Why doesn't Phaser report an R-factor? The R-factor is far less sensitive than the TFZ and LLG scores, especially when searching for remote homologs or a small part of the overall scattering mass. Phaser does record R-factors for the rigid-body refinement step towards the end of a run, which can be found in the logfile. However, unless these values are relatively low (< 40%), they are not reliable indicators of solution quality, which is why only the Z-scores and LLG are reported in the GUI.

What if I don't get a good solution? This is also covered in detail in the main Phaser manual, in the section "What to do in difficult cases".

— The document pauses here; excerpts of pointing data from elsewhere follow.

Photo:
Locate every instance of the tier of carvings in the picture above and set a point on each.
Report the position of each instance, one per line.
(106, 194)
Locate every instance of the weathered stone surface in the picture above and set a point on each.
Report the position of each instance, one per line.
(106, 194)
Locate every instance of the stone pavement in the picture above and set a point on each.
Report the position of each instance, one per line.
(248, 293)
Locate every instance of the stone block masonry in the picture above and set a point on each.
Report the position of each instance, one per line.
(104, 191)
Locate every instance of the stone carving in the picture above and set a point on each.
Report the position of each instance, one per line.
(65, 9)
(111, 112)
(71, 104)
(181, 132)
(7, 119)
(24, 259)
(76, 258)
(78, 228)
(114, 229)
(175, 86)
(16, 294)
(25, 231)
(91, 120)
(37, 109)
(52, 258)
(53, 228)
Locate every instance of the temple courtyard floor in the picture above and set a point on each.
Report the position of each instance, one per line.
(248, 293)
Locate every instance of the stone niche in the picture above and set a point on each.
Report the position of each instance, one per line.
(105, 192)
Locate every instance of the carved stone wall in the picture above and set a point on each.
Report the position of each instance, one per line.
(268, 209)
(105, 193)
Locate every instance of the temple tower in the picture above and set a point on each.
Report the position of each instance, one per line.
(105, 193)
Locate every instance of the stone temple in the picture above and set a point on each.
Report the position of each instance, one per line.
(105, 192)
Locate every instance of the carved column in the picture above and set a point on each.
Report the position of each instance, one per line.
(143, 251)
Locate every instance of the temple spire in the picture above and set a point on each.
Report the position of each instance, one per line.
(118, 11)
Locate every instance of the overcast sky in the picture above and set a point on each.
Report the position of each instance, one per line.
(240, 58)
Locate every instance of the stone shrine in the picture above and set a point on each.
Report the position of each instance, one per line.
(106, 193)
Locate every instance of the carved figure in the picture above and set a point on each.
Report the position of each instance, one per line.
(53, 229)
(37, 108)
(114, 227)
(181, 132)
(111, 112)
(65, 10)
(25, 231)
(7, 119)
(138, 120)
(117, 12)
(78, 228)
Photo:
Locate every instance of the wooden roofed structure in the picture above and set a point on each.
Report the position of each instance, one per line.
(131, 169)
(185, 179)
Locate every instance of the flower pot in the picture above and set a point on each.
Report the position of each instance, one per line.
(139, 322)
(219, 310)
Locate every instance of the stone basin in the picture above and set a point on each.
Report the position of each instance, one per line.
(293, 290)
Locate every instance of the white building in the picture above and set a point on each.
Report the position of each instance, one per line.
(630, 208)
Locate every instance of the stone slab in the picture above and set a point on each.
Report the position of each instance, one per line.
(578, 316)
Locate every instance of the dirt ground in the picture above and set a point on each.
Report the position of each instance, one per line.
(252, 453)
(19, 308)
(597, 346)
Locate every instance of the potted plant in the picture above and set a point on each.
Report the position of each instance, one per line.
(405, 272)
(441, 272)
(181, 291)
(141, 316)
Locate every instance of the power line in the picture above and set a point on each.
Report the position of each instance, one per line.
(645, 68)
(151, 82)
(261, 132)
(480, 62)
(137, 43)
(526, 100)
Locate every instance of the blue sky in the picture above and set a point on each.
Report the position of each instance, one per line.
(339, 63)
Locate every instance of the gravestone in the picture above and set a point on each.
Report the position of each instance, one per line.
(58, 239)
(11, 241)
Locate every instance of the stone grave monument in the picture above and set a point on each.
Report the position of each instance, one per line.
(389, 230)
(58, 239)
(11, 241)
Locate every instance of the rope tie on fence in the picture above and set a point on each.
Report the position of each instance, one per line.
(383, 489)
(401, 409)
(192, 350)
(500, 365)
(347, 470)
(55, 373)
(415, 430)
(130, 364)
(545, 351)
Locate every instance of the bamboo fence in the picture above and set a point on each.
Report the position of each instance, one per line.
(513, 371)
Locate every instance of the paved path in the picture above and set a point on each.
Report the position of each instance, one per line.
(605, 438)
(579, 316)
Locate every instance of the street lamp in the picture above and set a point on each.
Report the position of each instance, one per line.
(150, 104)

What resolution cutoff should I use? By default Phaser uses all data to 2.5 A. We recommend leaving the resolution alone, but in some cases reducing it may improve results (it will also lead to a significant improvement in speed). The effects of bulk solvent at low resolution are already taken into account internally, so you do not need to specify a low-resolution cutoff either.

Should I use the output MTZ file from Phaser for refinement? No, the amplitudes (Fs) in this file have been corrected for anisotropy, which is helpful for the MR search but may significantly alter them from the experimental values. The MTZ file is only useful for map coefficients, but in most cases you will find that much better maps can be obtained by immediately running a round of refinement or automated re-building.

How are the composition and search ensembles related? Technically, they aren't connected. The ensembles are used in the actual MR search; the composition only tells Phaser what to expect for the overall scattering mass of the asymmetric unit (an important factor in the maximum likelihood scoring). Although you may only specify one sequence per component, you can instead provide a molecular weight for a collection of chains. You may also split a model into smaller ensembles (for instance, different domains) while keeping the composition the same, or use a multi-chain search model while specifying a sequence file for each chain.

How can I make Phaser go faster? The new MR_FAST mode will reduce the redundancy of multi-copy TF searches, and can significantly reduce overall runtime. In many cases, adjusting the resolution limit will dramatically increase speed, at some cost to accuracy (depending largely on model similarity).

See the Phaser-MR GUI manual for additional details specific to that interface.

Reference

McCoy AJ, Grosse-Kunstleve RW, Adams PD, Winn Md, Storoni LC, Read RJ. Phaser crystallographic software. J. Appl. Cryst. (2007) 40:658-674.